150 lira cellât parası, Menderes'in eşi Berin Hanım'dan alındı... Hem de "Mahkeme kararıyla."
***
Çelik Palas davası
Menderes'in idamından sonra... Eşi Berin Menderes'e dava açıldı:
Menderes 11 Şubat 1958'de Bursa'ya gitmiş ve Emekli Sandığı'na ait olan Çelik Palas Oteli'nde konaklamıştır.
Sabun, telefon, otel ücreti gibi harcamaları ödemeden Çelik Palas'tan ayrılmıştır.
Otel faturası ektedir.
Menderes'in Çelik Palas'a olan borcunun, mirasçısı Berin Menderes'ten tahsil edilmesi gerekmektedir.
Davaya... Ankara 9.Hukuk Mahkemesi baktı... "Hâkim Mehmet Kaya." Mahkeme "1958'in Bursa Valisi" İhsan Sabri Çağlayangil'i çağırdı.
"Çelik Palas...
Ödenmeyen fatura" olayını sordu.
Çağlayangil "Hâkim Bey" dedi:
-Başbakan Menderes değişik tarihlerde Bursa'ya gelmişlerdir... Ama Çelik Palas Oteli'nde değil, Vilayet Konağı'nda kalmışlardır.
Hâkim "Başka tanıkları daha" çağırdı... İfadeler hep aynıydı...
Menderes Çelik Palas'ta yatmamıştı.
Mahkeme... "964/118 sayılı kararını" açıkladı:
-Hukuk mantığına aykırı olan bu davanın reddine...
***
Hepsi gerçek
Yassıada'da...
Hakaretin bini bir paraydı.
Bir gün...
Hava fırtınalıydı...
Avukatların çoğu Yassıada'ya gidememişti.
Menderes koridorda Celal Bayar'ın avukatı Gültekin Başak'ı gördü:
-Gültekin Beyefendi?...
Benim avukatım gelemediler mi?
Gültekin Başak cevap vereceği sırada... Nöbetçi onları gördü...
Koştu geldi... Ve Menderes'e tokadı patlattı:
-Başkasıyla konuşmak yasak...
Gir içeri.
Menderes'e ne hakaretler yapılmadı ki...
İdamından önce "Prostat muayenesi." Bir başka hakaret.
***
Aile boyu
Eziyet... İntikam hırsı...
O kadar çok örnek var ki.
Darbe yapıldığında Menderes'in küçük oğlu Aydın 13 yaşındaydı.
Menderes ailesinin banka hesapları araştırıldı.
Ve... "Çocuk" Aydın Menderes'in bankada "Kumbara tasarruf hesabı" olduğu anlaşıldı.
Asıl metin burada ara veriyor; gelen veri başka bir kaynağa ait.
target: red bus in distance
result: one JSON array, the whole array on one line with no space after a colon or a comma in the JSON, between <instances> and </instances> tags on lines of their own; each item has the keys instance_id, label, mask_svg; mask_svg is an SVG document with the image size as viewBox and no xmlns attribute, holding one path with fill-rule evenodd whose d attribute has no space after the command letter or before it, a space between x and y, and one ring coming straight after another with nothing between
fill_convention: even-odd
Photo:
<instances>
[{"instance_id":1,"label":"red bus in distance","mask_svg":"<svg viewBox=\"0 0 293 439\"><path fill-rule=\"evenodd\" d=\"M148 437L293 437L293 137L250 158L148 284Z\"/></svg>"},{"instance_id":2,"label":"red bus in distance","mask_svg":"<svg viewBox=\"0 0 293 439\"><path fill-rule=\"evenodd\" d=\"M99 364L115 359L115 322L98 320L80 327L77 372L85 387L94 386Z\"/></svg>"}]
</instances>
"Hesaba el konuldu." 13 yaşındaki çocuğun "Kumbara hesabında" kaç para olur ki?... Bayram harçlığından...
Okul harçlığından...
Biriktirdiği para.
Paranın miktarı önemli değil... Önemli olan "Aile boyu eziyet."
***
Kitap
Orhan Cemal Fersoy (1923-1983...
Eski Milletvekili... Eski Senatör...
Eski Milli Eğitim Bakanı.) Yıllarca "Menderes ailesinin" avukatlığını yaptı.
Sene 1977... Orhan Cemal Fersoy, Başbakan Süleyman Demirel'in odasına girdi:
-Sayın Başbakanım... Size bu kitabı sunmaya geldim.
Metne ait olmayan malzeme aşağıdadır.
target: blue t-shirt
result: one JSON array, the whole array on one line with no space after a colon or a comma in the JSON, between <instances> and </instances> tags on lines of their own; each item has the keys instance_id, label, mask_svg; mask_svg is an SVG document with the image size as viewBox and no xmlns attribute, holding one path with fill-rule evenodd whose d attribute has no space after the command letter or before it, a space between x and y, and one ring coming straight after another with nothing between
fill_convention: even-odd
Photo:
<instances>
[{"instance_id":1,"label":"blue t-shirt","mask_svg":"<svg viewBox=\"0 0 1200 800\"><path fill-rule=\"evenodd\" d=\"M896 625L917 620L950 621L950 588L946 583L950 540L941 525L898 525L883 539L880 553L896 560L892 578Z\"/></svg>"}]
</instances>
Kitap... "Bir Devre Adını Veren Başbakan... Adnan Menderes...
Garanti Matbaası... İstanbul." Orhan Cemal Fersoy kitaptan "2 adet" getirmişti... İkisi de "Demirel'e imzalanmıştı." Kitapta "Menderes ile ilgili her şey" vardı... "Gençliği... Siyasete girişi...
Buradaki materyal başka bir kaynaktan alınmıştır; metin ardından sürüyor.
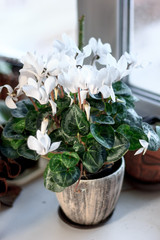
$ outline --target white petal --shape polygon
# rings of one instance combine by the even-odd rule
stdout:
[[[13,101],[13,99],[10,96],[6,97],[5,104],[7,105],[7,107],[9,107],[11,109],[17,108],[15,102]]]
[[[81,104],[83,104],[84,100],[86,99],[87,93],[87,90],[80,91]]]
[[[47,134],[43,134],[40,130],[37,130],[37,139],[39,143],[44,147],[45,151],[48,152],[51,144],[50,137]]]
[[[29,138],[27,139],[27,145],[29,149],[34,150],[39,155],[41,155],[43,146],[39,143],[39,141],[35,137],[29,136]]]
[[[144,151],[144,148],[140,148],[135,152],[134,155],[138,155],[138,154],[142,153],[143,151]]]
[[[39,99],[40,104],[46,104],[49,98],[48,94],[43,87],[39,88],[39,92],[41,94],[41,98]]]
[[[44,87],[47,95],[56,87],[56,80],[54,77],[48,77],[44,82]]]
[[[22,89],[27,97],[33,97],[33,98],[37,99],[38,101],[40,100],[41,94],[37,88],[35,88],[31,85],[25,85],[22,87]]]
[[[0,87],[0,92],[2,91],[3,88],[7,88],[9,94],[11,94],[13,92],[13,88],[8,84],[5,84],[5,85],[1,86]]]
[[[142,145],[142,147],[148,148],[149,143],[146,140],[140,139],[139,142]]]
[[[49,148],[49,152],[52,152],[52,151],[56,150],[57,148],[59,148],[60,144],[61,144],[61,141],[52,143],[51,147]]]
[[[38,89],[38,83],[33,78],[28,78],[28,85],[32,85],[34,88]]]
[[[48,118],[44,118],[42,123],[41,123],[41,132],[43,134],[46,133],[46,130],[47,130],[47,126],[48,126]]]
[[[57,112],[57,104],[55,102],[53,102],[52,100],[49,100],[50,104],[51,104],[51,108],[52,108],[52,115],[54,116]]]

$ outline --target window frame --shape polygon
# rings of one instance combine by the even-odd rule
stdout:
[[[131,51],[134,27],[134,0],[119,1],[119,57],[125,52]],[[125,82],[131,88],[139,101],[136,110],[143,117],[160,116],[160,96],[156,93],[138,88],[130,84],[129,77]]]

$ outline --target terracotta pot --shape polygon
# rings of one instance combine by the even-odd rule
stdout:
[[[160,183],[160,149],[147,151],[145,155],[134,153],[129,151],[125,155],[126,172],[143,182]]]
[[[75,183],[63,192],[56,193],[60,207],[68,219],[81,225],[96,225],[113,212],[124,177],[124,159],[120,161],[119,168],[108,176],[80,180],[79,191],[75,192]]]

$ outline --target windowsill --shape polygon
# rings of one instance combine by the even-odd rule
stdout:
[[[43,179],[24,186],[12,208],[0,209],[1,240],[159,240],[160,194],[133,188],[127,179],[112,217],[103,226],[81,230],[65,224],[54,193]]]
Başbakanlığı... Yassıada... Menderes'in idamından sonra ailesinin yaşadıkları." Demirel "Kalın kitaba" göz gezdirdi...
623 sayfa.
Ve... Kitapta "Bir şey" dikkatini çekti...
Menderes'in en çok sevdiği şarkı:
"Nihansın dideden ey mesti nazım, Bana sensiz cihanda can ne lâzım, Benim sensin felekde çaresazım, Bana sensiz cihanda can ne lâzım.
Revadır matemin tutsa melekler, Bana insan değil ağlar melekler, Hebaya gitti hep bunca emekler, Bana sensiz cihanda can ne lâzım." Süleyman Bey duygulandı... "Oku" diyerek bana uzattı... Ve Orhan Cemal Fersoy'a döndü:
-Adıma imzaladığınız iki kitaptan birini Yavuz'a veriyorum.
Bugün... 17 Eylül.
Ölümünün 58. yılında Adnan Menderes'i rahmetle anıyoruz.